Verdacht auf Kinderpornografie: Staatsanwalt vernimmt SPD-Politiker Tauss fünf Stunden lang

Termin bei der Staatsanwaltschaft: Der SPD-Bundestagsabgeordnete Jörg Tauss hat erneut eingestanden, kinderpornografische Fotos und Filme besessen zu haben. Diese habe er aber nur für seine Arbeit genutzt. Die Ermittlungsbehörde kann diese Sicht nicht teilen.

Karlsruhe - "Die bisherige Einschätzung der Staatsanwaltschaft Karlsruhe zu seiner Einlassung besteht fort", sagte der Leitende Oberstaatsanwalt Gunter Spitz. Seine Behörde hatte bislang betont, die bei Jörg Tauss beschlagnahmten Fundstücke hätten nichts mit dessen Arbeit als Abgeordneter zu tun. Der unter Kinderporno-Verdacht stehende SPD-Bundestagsabgeordnete hatte zuvor eine umfassende Aussage vor der Staatsanwaltschaft Karlsruhe gemacht. Dabei räumte er erneut ein, Pornofotos und entsprechende Filme besessen zu haben. Dieses jedoch ausschließlich für seine Arbeit.

SPD-Politiker Tauss (Archiv): Umfassende Aussage vor Staatsanwaltschaft
REUTERS

SPD-Politiker Tauss (Archiv): Umfassende Aussage vor Staatsanwaltschaft

"Das Gespräch dauerte insgesamt fast fünf Stunden", sagte sein Anwalt Jan Mönikes Bild.de. Tauss sei auf alle Details umfassend eingegangen. "Es war ein sehr konstruktives Gespräch mit der Staatsanwaltschaft." Er habe den Eindruck, dass diese sich um "ein faires und schnelles Verfahren in dem aus meiner Sicht begrenzten Vorwurf" bemühe.

Mönikes ist sicher, dass sich sein Mandant nicht strafbar gemacht habe. "Das Strafgesetzbuch sagt ganz klar, dass Recherchen in diesem Bereich nicht strafbar sind, wenn sie ausschließlich zur Erfüllung rechtmäßiger, dienstlicher und beruflicher Pflichten dienen." Wenn sich Journalisten darauf beriefen, dann erst recht ein Abgeordneter, sagte er.

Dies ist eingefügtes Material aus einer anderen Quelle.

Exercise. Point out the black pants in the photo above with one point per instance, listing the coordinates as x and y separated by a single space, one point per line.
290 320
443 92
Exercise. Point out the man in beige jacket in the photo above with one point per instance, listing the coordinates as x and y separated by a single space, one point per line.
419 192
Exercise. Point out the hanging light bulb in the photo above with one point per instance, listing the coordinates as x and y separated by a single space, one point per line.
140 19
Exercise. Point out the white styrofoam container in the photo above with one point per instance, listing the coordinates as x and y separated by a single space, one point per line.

Tauss hatte im Zusammenhang mit den gegen ihn erhobenen Vorwürfen um den Besitz von Kinderpornografie Fehler eingeräumt. Er habe Kontakt zur pädophilen Szene aufgenommen, um Erkenntnisse über den Vertrieb kinderpornografischen Materials zu erhalten und sich solches dafür auch zusenden lassen. Dies habe er aber nur für seine politische Arbeit getan.

Kandidiert Tauss erneut für den Bundestag?

Weiterhin unklar ist, ob der 55-Jährige am 27. September erneut für den Bundestag kandidiert. Der frühere Generalsekretär der Südwest-SPD steht auf der Landesliste auf dem aussichtsreichen Platz sieben. In Teilen der Südwest-SPD wird Tauss wegen der Affäre im Superwahljahr für die Partei als untragbar angesehen. Der rechtspolitische Sprecher der SPD-Landtagsfraktion, Rainer Stickelberger, hatte sogar erklärt, Tauss solle "möglichst schnell" sein Bundestagsmandat niederlegen.

Ein Parteisprecher sagte der dpa, "man erwartet, dass er sich diese Woche erklärt, wie es weitergeht". Noch vor kurzem hatte SPD-Landeschefin Ute Vogt gesagt, Tauss solle bis Ostern Zeit haben, eine Entscheidung zu treffen.